Carcassonne

Gustave Nadaud
Analyse littéraire
À soixante ans, le paysan de Gustave Nadaud — repris et chanté par Brassens — mesure toute sa vie à l'aune d'un seul manque : « Je n'ai jamais vu Carcassonne », refrain qui revient couplet après couplet non comme une plainte qui s'amplifie, mais comme une constatation qui s'installe, de plus en plus tranquille et de plus en plus lourde. Carcassonne n'est pas un lieu mythique ou inaccessible par nature : on la voit de là-haut, on y va à pied, d'autres y sont allés — la femme jusqu'à Narbonne, le filleul jusqu'à Perpignan. La distance est dérisoire, cinq lieues, et c'est précisément ce dérisoire qui fait mal : le paysan n'a pas manqué l'impossible, il a manqué le proche. Le vicaire dit bien que « l'ambition perd les hommes », et le narrateur acquiesce presque, mais la mort à mi-chemin, dans le dernier couplet, retourne le proverbe contre lui : ce n'est pas l'ambition qui l'a perdu, c'est le temps qui n'a pas suffi.

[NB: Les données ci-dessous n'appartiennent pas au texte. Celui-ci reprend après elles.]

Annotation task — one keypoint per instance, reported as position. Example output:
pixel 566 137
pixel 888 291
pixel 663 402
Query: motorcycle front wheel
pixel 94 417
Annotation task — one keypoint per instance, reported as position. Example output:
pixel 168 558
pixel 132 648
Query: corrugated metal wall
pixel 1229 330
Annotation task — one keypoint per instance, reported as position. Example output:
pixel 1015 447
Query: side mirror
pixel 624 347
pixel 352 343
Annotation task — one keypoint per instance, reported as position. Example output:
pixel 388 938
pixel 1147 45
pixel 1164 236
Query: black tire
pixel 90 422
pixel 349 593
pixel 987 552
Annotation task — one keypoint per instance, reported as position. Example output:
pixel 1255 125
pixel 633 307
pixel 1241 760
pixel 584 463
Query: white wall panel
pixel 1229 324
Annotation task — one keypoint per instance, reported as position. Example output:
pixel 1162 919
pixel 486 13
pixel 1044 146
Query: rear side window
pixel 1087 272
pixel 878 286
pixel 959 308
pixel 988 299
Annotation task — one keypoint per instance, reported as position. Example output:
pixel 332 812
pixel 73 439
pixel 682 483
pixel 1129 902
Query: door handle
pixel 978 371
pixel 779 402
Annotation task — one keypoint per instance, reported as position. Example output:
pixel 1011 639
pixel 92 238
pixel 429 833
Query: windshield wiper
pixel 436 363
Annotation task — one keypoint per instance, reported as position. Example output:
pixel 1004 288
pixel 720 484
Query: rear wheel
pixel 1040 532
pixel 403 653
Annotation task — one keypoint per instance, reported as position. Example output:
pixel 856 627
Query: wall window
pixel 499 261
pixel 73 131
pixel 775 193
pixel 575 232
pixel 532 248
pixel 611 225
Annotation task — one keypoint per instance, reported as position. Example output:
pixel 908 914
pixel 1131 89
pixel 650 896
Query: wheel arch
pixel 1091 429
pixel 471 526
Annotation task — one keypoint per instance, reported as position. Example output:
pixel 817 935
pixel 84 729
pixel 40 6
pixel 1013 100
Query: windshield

Brassens joue ici sur un registre à la fois tendre et cruel, où le sourire que l'on devine dans les « deux généraux » et les « robes blanches » ne dissout pas la tristesse finale, mais la rend plus précise.
Strophe 1
"Je me fais vieux, j'ai soixante ans,
J'ai travaillé toute ma vie
Sans avoir, durant tout ce temps,
Pu satisfaire mon envie.
Je vois bien qu'il n'est ici-bas
De bonheur complet pour personne.
Mon vœu ne s'accomplira pas :
Je n'ai jamais vu Carcassonne !
Strophe 2
"On voit la ville de là-haut,
Derrière les montagnes bleues ;
Mais, pour y parvenir, il faut,
Il faut faire cinq grandes lieues,
En faire autant pour revenir !
Ah ! si la vendange était bonne !
Le raisin ne veut pas jaunir
Je ne verrai pas Carcassonne !
Strophe 3
"On dit qu'on y voit tous les jours,
Ni plus ni moins que les dimanches,
Des gens s'en aller sur le cours,
En habits neufs, en robes blanches.
On dit qu'on y voit des châteaux
Grands comme ceux de Babylone,
Un évêque et deux généraux !
Je ne connais pas Carcassonne !
Strophe 4
"Le vicaire a cent fois raison :
C'est des imprudents que nous sommes.
Il disait dans son oraison
Que l'ambition perd les hommes.
Si je pouvais trouver pourtant
Deux jours sur la fin de l'automne...
Mon Dieu ! Que je mourrais content
Après avoir vu Carcassonne !
Strophe 5
"Mon Dieu ! Mon Dieu ! Pardonnez-moi
Si ma prière vous offense ;
On voit toujours plus haut que soi,
En vieillesse comme en enfance.
Ma femme, avec mon fils Aignan,
A voyagé jusqu'à Narbonne ;
Mon filleul a vu Perpignan,
Et je n'ai pas vu Carcassonne !"
Strophe 6
Ainsi chantait, près de Limoux,
Un paysan courbé par l'âge.
Je lui dis : "Ami, levez-vous ;
Nous allons faire le voyage."
Nous partîmes le lendemain ;
Mais (que le Bon Dieu lui pardonne !)
Il mourut à moitié chemin :
Il n'a jamais vu Carcassonne !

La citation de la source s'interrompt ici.